According to Briques, the use of cannabis for medicinal purposes is still very recent, and its applications may not be discussed in medical schools. “There is a need for partnerships with universities to try and fill this gap,” he says, adding that he attended a course at Universidade de São Paulo (USP) with more than 90 attendees.
This lack of information ends up preventing doctors from prescribing cannabis – which is a new therapeutic class. “We are developing work to assess which shall be the cannabis dosage to treat pain. In April, we will bring experts from all over the world to Canada, including from Brazil. However, clinical studies like those we have in other types of medication are still lacking. This is still happening – but we have started this process,” he says.
He adds that cannabis has the advantage of, in a few treatments, replacing conventional medicines that cause a series of side effects to patients – such as in cases of multiple sclerosis or epilepsy. “This is possible in several cases. And the more scientific evidence we have more effective the treatment will be.”

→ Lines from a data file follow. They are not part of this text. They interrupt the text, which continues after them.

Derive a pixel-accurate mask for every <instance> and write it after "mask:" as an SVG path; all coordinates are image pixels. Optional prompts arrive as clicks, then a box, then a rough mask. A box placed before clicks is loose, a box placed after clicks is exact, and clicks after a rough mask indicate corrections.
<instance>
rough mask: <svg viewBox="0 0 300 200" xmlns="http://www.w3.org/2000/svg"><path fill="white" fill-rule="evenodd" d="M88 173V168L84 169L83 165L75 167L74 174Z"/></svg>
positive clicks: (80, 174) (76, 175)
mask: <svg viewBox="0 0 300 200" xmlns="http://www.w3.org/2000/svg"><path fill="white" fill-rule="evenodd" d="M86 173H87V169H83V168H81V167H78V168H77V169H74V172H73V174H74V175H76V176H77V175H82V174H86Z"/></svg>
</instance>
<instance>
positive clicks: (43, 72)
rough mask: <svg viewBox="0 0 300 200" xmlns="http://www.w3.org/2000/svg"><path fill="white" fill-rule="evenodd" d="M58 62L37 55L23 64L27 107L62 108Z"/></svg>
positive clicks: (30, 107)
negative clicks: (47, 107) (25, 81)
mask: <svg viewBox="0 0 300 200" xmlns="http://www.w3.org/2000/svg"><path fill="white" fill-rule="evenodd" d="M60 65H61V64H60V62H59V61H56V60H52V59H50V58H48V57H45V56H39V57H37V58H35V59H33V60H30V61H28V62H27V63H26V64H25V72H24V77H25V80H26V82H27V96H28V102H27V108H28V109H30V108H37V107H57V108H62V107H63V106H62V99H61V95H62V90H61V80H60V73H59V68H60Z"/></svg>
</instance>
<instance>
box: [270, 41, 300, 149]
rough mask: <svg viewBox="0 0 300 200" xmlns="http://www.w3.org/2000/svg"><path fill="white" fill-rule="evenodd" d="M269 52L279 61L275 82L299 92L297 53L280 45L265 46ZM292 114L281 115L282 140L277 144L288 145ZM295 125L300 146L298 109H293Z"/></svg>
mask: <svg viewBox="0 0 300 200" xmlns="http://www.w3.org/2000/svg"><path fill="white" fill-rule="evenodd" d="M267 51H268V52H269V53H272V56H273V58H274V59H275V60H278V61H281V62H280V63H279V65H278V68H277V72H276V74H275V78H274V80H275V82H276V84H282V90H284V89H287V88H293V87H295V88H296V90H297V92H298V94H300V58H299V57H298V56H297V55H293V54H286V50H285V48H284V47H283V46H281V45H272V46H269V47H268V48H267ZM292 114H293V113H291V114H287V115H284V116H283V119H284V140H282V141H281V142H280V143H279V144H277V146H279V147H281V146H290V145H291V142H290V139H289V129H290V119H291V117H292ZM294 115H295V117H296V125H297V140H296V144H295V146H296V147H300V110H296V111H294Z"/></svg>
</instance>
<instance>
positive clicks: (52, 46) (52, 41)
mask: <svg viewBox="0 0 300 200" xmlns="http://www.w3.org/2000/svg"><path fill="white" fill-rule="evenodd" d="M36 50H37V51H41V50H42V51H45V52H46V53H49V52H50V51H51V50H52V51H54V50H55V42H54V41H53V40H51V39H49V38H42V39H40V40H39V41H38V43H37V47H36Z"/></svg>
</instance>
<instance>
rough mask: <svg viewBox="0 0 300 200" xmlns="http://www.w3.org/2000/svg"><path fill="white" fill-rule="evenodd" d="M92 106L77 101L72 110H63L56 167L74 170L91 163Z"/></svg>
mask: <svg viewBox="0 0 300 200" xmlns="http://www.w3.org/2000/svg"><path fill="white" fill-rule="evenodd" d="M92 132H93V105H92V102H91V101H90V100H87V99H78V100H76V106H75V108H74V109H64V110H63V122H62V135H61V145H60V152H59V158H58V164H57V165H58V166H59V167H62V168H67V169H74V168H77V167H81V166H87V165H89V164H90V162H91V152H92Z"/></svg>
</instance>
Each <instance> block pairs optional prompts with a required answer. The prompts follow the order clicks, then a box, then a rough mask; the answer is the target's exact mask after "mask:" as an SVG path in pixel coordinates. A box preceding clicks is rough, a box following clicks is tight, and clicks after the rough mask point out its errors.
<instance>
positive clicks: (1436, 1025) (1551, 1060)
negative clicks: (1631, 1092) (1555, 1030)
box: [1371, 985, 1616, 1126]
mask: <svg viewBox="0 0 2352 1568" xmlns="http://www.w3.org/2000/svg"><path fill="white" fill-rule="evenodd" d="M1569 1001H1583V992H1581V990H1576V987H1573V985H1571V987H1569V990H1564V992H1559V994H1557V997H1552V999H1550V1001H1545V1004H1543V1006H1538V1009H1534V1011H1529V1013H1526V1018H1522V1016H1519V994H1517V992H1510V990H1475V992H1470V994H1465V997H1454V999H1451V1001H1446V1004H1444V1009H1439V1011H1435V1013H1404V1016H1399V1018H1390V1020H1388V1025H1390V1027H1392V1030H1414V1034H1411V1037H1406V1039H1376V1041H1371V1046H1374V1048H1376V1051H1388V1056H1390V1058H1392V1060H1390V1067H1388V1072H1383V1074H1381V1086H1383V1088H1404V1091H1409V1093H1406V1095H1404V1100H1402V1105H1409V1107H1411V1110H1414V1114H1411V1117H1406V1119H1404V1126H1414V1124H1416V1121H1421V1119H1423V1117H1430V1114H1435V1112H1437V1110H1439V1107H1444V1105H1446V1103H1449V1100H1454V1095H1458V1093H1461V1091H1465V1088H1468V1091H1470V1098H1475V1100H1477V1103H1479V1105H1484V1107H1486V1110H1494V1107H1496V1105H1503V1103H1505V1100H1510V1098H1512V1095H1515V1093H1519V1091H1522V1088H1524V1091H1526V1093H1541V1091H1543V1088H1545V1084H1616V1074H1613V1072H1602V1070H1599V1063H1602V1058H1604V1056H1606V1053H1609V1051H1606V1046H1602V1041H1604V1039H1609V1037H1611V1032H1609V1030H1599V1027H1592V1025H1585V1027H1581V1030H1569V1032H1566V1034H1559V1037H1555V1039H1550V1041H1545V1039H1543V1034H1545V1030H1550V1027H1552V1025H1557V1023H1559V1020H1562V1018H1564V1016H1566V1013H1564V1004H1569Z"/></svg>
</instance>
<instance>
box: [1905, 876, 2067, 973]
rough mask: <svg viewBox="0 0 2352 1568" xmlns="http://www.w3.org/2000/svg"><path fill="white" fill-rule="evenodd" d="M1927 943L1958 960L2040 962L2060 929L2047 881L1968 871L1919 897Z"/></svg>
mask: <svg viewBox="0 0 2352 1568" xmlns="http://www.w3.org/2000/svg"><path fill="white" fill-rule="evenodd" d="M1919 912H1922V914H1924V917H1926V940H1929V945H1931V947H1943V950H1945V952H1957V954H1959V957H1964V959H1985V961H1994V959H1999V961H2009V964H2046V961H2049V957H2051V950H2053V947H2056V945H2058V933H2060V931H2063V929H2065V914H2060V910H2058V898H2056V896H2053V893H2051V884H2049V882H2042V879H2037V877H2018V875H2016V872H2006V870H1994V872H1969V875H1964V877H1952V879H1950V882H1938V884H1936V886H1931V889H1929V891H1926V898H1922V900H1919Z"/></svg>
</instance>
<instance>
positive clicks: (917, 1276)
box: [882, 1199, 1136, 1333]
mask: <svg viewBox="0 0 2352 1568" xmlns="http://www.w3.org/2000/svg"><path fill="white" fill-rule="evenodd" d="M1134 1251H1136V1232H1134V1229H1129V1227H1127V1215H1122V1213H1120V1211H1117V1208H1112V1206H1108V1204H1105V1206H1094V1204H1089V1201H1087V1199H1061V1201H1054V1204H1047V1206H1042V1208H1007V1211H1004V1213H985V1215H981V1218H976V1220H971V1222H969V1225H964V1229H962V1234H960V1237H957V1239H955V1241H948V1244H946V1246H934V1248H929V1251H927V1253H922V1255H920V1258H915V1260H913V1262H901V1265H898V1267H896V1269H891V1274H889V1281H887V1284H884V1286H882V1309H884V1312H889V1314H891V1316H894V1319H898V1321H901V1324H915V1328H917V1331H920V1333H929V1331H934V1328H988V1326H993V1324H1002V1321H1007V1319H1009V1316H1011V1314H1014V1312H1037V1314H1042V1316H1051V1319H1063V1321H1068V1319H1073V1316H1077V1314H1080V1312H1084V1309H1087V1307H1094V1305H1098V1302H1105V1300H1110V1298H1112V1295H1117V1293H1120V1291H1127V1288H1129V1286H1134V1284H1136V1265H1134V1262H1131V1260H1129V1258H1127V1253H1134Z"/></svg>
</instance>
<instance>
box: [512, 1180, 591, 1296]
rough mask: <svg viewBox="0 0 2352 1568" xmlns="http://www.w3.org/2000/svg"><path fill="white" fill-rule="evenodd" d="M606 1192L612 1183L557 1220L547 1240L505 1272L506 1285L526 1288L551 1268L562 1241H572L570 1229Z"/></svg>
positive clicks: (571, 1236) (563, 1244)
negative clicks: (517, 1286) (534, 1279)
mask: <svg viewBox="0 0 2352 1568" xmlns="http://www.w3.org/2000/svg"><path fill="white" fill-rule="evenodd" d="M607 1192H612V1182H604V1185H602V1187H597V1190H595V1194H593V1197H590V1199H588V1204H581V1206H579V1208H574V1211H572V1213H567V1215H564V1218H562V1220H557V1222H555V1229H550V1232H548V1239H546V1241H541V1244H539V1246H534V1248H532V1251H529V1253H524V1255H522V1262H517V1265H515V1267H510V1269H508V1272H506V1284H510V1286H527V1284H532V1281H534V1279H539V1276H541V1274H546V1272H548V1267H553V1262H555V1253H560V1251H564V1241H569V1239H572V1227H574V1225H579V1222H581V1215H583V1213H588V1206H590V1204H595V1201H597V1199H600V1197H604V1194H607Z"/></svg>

Briques believes that there shall be a lot of the cannabis extract available in Brazil as of the second semester if the import orders are accepted. “It shall contribute to reduce the negative image of the plant here. But it is necessary to make it clear to the society the difference between medicinal and recreational cannabis.” Briques also tells that in Canopy they work a lot on the matter of advertisement for medicinal cannabis – which, despite having been used for many years in Canada, still generates a certain social stigma. “We have to take extra care with language. But the stigma tends to disappear when people understand the difference between one thing and the other,” he says.